Spiritual Principles Of Daily Inspirations Part 2


Introduction
My life is the product of my level of spiritual enlightenment, created and maintained by a steady diet of daily inspirations, and supported by spiritual coaching. In maintaining my spiritual life, I need spiritual principles – living guidelines – which direct and fashion my spiritual journey toward the spiritual enlightenment I am seeking. This is an introduction to these spiritual principles.

(These spiritual principles were adapted from the Twelve Steps of Alcoholics Anonymous using my experience, strength, hope, and daily inspirations)

First Spiritual Principle: We admitted we were powerless – that our lives had become unmanageable.
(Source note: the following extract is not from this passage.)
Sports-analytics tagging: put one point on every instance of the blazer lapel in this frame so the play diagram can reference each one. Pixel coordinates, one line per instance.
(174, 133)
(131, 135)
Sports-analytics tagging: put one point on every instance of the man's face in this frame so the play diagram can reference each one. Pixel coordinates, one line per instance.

Our species is addicted to living, and therefore to outcomes that seem to determine our survival -- existence and comfort – we are addicted to Control and Outcomes. With control of outcomes being a major life task of humans, we begin to believe that we are responsible for all outcomes. Such beliefs are encouraged by the following myths:
1. “You can be or do anything you want, if you put your mind to it, and if you try hard enough.”
2. “A person is just about as happy as he makes up his mind to be” (attributed to Abraham Lincoln).
3. Everyone’s ultimate success is determined by his or her “choices”.
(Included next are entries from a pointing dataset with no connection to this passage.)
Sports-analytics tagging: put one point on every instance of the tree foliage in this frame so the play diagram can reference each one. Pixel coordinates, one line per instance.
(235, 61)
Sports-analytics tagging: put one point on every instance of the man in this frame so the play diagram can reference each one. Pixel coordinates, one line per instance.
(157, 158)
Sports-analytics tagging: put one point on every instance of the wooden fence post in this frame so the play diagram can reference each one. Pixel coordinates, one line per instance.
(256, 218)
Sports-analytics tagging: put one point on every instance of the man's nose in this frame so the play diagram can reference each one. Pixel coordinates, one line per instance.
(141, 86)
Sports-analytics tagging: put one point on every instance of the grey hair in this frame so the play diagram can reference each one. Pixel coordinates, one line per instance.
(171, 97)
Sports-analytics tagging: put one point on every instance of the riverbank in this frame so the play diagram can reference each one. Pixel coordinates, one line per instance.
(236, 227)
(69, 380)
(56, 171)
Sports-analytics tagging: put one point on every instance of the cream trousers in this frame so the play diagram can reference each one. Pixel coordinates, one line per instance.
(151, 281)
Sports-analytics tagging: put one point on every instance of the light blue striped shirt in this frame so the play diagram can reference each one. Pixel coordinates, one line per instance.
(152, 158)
Shame begins as we judge and evaluate ourselves by these myths.

Many will struggle with this concept in specific situations, which will be addressed later. For now, let’s follow a simple course of consideration: Our perceptions and reactions to life ultimately determine the quality of our lives – not the specific events and outcomes of life. Research has shown that the major perceptual filters of our brain are actually controlled by a primitive part of our brain that does not operate in thought, facts, reasoning, or judgment. It operates simply in neural impulses.

So when my brain perceives a person, thing, or situation, the major filters that the sensations go through are unconscious to my thinking brain. Therefore, my “happiness” or “success” is not based on reality or fact, but on the unconscious programming that was created either genetically, and/or by prior life experiences stored as suppressed neural energy within the brain.

We are powerless over our mental perceptions and over our emotional reactions and therefore the experience of our lives is unmanageable. Spiritual enlightenment requires that we start here and move forward with finding daily inspirations that begins to address our powerlessness.